As part of the design process for a new high school (opening September 2014) our district has recently been seeking input from students, staff, parents, and community members. I've enjoyed hearing what different people want to see in a modern high school, and also hearing from our architect and representatives from Alberta Infrastructure and Alberta Education re: the design and function of other new schools.
At this stage in the process, the focus of the design efforts has been to ensure we have a facility that will meet our needs in September of 2014, as well as many years from now. Flexible is among the most common words I’ve heard used to describe the facility design. Beyond facility design though, I'm looking forward to when the new principal and staff will begin to focus on programming and instruction!
As we begin discuss our vision of what the high school experience for students will look like in 2014, it is evident lots of changes are on the horizon.
Historically, teacher preparation programs describe the system of public schooling originating for the purpose of helping students acquire the knowledge and skills required to be productive members of society upon their maturation into adulthood.
It is common today for educational reformers and educational critics to claim that our current model of schooling is outdated. Our system is no longer current, some reformers claim, because public education was originally created to produce graduates able to focus on tasks, perform in structured environments, and meet time-constraints that exist as students graduate to work in a factory environment. Those critics feel today's society, however, needs students to graduate with different knowledge and skills than in the past.
Historically then, our public education system has deep connections with our communities. Schools exist because of communities and I believe communities thrive because of schools.
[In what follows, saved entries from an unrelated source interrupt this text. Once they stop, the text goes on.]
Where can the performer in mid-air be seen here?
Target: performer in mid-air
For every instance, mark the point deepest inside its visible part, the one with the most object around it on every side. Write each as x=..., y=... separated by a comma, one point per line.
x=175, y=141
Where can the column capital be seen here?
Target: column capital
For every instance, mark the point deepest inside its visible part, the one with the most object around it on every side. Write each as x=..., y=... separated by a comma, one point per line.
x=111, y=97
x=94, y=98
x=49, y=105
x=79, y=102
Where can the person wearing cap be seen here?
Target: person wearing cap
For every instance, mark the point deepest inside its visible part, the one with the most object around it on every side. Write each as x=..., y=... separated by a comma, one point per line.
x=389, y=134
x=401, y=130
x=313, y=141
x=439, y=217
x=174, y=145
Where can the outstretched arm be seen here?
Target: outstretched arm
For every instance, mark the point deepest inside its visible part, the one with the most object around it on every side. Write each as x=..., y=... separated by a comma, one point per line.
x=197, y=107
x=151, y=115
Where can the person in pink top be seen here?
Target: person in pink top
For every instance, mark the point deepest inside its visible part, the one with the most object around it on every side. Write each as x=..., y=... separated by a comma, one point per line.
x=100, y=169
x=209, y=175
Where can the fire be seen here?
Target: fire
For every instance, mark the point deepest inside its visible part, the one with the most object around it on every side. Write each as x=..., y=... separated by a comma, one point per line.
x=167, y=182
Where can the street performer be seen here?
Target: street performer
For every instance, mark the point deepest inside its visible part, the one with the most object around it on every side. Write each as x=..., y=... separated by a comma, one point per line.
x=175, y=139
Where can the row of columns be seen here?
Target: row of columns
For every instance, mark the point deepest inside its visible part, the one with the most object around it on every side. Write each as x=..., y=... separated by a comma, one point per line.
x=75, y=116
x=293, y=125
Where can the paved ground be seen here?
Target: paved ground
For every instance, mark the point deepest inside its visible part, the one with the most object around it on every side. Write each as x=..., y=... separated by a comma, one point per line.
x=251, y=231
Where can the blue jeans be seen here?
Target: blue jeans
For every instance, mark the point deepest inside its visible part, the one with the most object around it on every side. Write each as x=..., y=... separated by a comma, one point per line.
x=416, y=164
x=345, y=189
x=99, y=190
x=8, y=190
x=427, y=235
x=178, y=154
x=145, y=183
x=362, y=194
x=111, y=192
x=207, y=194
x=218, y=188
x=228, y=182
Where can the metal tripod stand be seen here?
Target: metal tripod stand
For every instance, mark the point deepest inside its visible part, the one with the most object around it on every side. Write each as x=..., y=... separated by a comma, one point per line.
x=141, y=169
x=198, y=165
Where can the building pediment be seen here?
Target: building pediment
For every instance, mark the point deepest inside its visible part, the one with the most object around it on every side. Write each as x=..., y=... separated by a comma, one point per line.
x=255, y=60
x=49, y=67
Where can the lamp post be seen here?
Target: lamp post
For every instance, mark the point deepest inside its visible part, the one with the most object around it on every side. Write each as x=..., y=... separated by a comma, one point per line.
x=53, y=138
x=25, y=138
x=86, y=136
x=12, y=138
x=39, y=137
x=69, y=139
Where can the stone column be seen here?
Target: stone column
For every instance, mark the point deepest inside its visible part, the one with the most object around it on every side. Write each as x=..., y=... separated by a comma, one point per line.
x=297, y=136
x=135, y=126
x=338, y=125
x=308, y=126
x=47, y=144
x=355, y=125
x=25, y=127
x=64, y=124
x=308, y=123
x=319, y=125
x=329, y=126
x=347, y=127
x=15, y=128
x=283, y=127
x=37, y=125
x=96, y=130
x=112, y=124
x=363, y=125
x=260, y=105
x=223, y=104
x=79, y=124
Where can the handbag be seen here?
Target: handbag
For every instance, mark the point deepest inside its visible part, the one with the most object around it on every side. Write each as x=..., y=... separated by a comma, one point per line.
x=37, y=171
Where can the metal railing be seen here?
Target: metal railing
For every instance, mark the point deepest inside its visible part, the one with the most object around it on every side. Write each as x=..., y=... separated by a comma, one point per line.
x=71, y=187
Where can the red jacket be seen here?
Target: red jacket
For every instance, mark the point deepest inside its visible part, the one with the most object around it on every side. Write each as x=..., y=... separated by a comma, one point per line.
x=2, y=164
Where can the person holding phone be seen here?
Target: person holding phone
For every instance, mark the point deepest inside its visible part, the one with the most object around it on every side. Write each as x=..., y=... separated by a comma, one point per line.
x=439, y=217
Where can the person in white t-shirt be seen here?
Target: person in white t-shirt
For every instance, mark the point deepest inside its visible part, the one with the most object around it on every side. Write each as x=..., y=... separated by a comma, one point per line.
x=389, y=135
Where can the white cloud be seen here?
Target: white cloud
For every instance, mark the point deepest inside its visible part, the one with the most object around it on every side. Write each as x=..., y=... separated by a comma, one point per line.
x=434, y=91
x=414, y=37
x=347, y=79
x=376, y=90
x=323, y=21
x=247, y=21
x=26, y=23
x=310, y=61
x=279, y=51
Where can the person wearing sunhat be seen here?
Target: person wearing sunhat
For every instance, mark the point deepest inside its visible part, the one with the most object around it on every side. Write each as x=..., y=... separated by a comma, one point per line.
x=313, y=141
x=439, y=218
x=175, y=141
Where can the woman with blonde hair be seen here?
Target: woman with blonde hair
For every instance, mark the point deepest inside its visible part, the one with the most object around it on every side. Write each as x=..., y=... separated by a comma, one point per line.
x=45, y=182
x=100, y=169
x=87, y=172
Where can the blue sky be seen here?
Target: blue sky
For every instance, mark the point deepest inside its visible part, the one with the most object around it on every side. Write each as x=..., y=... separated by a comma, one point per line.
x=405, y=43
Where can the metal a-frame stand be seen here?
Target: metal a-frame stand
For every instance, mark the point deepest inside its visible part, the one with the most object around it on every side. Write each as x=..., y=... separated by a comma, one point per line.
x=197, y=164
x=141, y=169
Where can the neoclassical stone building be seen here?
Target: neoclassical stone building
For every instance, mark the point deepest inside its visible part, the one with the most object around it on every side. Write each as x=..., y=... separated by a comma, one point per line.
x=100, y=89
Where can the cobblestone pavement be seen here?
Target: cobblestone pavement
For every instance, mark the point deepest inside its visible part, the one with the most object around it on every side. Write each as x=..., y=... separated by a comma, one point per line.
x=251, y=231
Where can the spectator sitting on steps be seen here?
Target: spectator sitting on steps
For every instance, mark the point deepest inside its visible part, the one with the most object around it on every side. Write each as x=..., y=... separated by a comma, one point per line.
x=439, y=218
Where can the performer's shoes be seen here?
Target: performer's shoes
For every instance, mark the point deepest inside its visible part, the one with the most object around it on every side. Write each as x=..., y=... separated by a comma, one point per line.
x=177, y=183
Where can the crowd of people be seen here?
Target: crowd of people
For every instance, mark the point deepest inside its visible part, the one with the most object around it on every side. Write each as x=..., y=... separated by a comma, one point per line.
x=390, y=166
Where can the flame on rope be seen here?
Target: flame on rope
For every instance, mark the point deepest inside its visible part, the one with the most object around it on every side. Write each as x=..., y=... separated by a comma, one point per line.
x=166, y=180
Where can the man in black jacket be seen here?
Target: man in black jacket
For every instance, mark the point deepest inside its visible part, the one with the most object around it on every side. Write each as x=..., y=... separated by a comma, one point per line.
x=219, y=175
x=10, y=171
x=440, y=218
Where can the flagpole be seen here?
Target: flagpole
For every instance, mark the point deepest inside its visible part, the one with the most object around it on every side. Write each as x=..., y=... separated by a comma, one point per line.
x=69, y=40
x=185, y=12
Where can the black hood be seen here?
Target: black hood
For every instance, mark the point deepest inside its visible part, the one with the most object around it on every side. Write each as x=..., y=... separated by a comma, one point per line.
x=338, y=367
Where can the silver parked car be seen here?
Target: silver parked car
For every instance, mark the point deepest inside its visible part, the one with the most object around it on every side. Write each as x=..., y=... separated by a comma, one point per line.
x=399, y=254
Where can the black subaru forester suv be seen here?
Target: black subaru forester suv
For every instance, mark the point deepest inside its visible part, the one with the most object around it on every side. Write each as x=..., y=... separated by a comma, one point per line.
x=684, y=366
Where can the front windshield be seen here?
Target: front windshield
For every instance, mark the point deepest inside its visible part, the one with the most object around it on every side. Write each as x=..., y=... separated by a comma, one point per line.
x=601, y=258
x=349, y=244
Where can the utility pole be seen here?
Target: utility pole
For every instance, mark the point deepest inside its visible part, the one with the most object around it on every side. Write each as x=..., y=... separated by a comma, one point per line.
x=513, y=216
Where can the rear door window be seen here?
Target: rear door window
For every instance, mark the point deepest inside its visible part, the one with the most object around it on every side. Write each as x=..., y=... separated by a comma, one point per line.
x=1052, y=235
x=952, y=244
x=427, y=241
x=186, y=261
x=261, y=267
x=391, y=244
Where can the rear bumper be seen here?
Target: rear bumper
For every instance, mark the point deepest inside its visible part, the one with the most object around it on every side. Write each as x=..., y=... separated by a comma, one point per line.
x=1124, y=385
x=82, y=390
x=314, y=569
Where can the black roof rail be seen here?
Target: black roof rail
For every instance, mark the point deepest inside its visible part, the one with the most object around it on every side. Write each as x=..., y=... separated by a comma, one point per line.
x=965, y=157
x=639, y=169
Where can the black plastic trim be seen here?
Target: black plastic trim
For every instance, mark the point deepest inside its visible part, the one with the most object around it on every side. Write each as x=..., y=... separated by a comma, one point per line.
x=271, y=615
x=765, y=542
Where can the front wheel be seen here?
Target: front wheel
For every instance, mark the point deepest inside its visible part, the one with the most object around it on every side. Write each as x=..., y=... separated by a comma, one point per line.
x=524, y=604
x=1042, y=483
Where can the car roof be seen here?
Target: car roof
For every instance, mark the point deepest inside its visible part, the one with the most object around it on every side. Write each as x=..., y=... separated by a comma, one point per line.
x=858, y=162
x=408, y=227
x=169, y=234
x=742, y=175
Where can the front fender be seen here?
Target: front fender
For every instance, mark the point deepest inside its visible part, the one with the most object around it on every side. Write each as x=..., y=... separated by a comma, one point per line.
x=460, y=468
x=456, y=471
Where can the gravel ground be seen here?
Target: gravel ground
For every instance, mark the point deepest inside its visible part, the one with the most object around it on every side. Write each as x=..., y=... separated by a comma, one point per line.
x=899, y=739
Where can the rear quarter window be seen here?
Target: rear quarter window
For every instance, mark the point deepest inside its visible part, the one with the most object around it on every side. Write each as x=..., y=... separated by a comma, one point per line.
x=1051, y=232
In Grande Prairie, our district celebrated our 100th anniversary in 2011, which means the school district began before the city did, as GP was incorporated as a village in 1914. After all this time, I think we need to dig deep and look to see if our current relationship with our community is still meeting those needs.
If school exists to meet certain needs of society, it is a certainty then that parents of our students and their peers within our society have a role to fill in education. Who better to provide us feedback on our roles than those who expect us to fulfill a role? Just as students, teachers, administrators, district-level staff, and School Board members have a role in our system, so must our communities.
We’ve opened a door with our recent consultations on high school design. I hope we keep that door open and look for more opportunities to engage in these discussions with ALL OF our stakeholders. There is a lot to be learned, and gained, from conversations such as these.